Contrary to Israel’s argument that it was forced to launch its air and ground offensive against Gaza in order to stop the firing of rockets into its territory, Hamas proposed in mid-December to return to the original Hamas-Israel cease-fire arrangement, according to a U.S.-based source who has been briefed on the proposal.
The proposal to renew the cease-fire was presented by a high-level Hamas delegation to Egyptian Minister of Intelligence Omar Suleiman at a meeting in Cairo Dec. 14. The delegation, said to have included Moussa Abu Marzouk, the second-ranking official in the Hamas political bureau in Damascus, told Suleiman that Hamas was prepared to stop all rocket attacks against Israel if the Israelis would open up the Gaza border crossings and pledge not to launch attacks in Gaza.
The Hamas officials insisted that Israel not be allowed to close or reduce commercial traffic through border crossings for political purposes, as it had done during the six-month lull, according to the source. They asked Suleiman, who had served as mediator between Israel and Hamas in negotiating the original six-month Gaza cease-fire last spring, to “put pressure” on Israel to take that the cease-fire proposal seriously.
Suleiman said he could not pressure Israel but could only make the suggestion to Israeli officials. It could not be learned, however, whether Israel explicitly rejected the Hamas proposal or simply refused to respond to Egypt.

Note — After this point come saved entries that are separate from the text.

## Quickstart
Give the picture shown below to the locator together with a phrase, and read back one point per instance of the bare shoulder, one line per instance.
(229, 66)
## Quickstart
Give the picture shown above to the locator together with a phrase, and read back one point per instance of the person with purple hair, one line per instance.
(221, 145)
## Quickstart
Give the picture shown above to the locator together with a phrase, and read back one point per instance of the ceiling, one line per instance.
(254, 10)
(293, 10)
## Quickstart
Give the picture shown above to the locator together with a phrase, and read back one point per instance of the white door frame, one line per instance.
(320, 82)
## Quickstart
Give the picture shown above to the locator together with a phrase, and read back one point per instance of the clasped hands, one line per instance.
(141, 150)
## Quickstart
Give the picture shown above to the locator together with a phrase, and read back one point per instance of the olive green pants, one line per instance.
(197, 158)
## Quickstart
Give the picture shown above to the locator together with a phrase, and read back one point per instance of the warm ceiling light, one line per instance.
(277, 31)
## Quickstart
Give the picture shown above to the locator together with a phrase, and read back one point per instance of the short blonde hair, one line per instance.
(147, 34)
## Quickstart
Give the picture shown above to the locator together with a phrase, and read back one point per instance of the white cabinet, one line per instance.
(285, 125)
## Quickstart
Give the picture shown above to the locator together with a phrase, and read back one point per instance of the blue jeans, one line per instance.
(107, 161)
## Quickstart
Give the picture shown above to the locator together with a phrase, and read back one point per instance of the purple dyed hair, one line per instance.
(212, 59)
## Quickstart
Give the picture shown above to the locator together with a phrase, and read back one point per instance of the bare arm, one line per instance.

The readiness of Hamas to return to the cease-fire conditionally in mid-December was confirmed by Dr. Robert Pastor, a professor at American University and senior adviser to the Carter Center, who met with Khaled Meshal, chairman of the Hamas political bureau in Damascus on Dec. 14, along with former President Jimmy Carter. Pastor told IPS that Meshal indicated Hamas was willing to go back to the cease-fire that had been in effect up to early November “if there was a sign that Israel would lift the siege on Gaza.”
Pastor said he passed Meshal’s statement on to a “senior official” in the Israeli Defense Forces (IDF) the day after the meeting with Meshal. According to Pastor, the Israeli official said he would get back to him, but did not.

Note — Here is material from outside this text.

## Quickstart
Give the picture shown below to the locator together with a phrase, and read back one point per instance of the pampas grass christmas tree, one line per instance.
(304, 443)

“There was an alternative to the military approach to stopping the rockets,” said Pastor. He added that Israel is unlikely to have an effective cease-fire in Gaza unless it agrees to lift the siege.
The Israeli embassy in Washington declined to comment Thursday on whether there had been any discussion of a cease-fire proposal from Hamas in mid-December that would have stopped the rocket firing.
Abu Omar, a spokesman for Hamas leader Khaled Meshal in Syria, told CBS News Wednesday that Hamas could only accept the cease-fire plan now being proposed by France and Egypt, which guarantees an end to Israel’s blockade of Gaza as soon as hostilities on both sides were halted. Israeli government spokesman Mark Regev said Israel would only support the proposal if it also included measures to prevent Hamas from re-arming.
The interest of Hamas in a cease-fire agreement that would actually open the border crossings was acknowledged at a Dec. 21 Israeli cabinet meeting – five days before the beginning of the Israeli military offensive – by Yuval Diskin, the head of Israel’s internal security agency, Shin Bet. “Make no mistake, Hamas is interested in maintaining the truce,” Diskin was quoted by YNet News agency as saying.
Israel’s rejection of the Hamas December proposal reflected its preference for maintaining Israel’s primary leverage over Hamas and the Palestinian population of Gaza – its ability to choke off food and goods required for the viability of its economy – even at the cost of continued Palestinian rocket attacks.
The cease-fire agreement that went into effect June 19, 2008, required that Israel lift the virtual siege of Gaza which Israel had imposed after the June 2007 Hamas takeover. Although the terms of the agreement were not made public at the time, they were included in a report published this week by the International Crisis Group (ICG), which obtained a copy of the understanding last June.
In addition to a halt in all military actions by both sides, the agreement called on Israel to increase the level of goods entering Gaza by 30 percent over the pre-lull period within 72 hours and to open all border crossings and “allow the transfer of all goods that were banned and restricted to go into Gaza” within 13 days after the beginning of the cease-fire.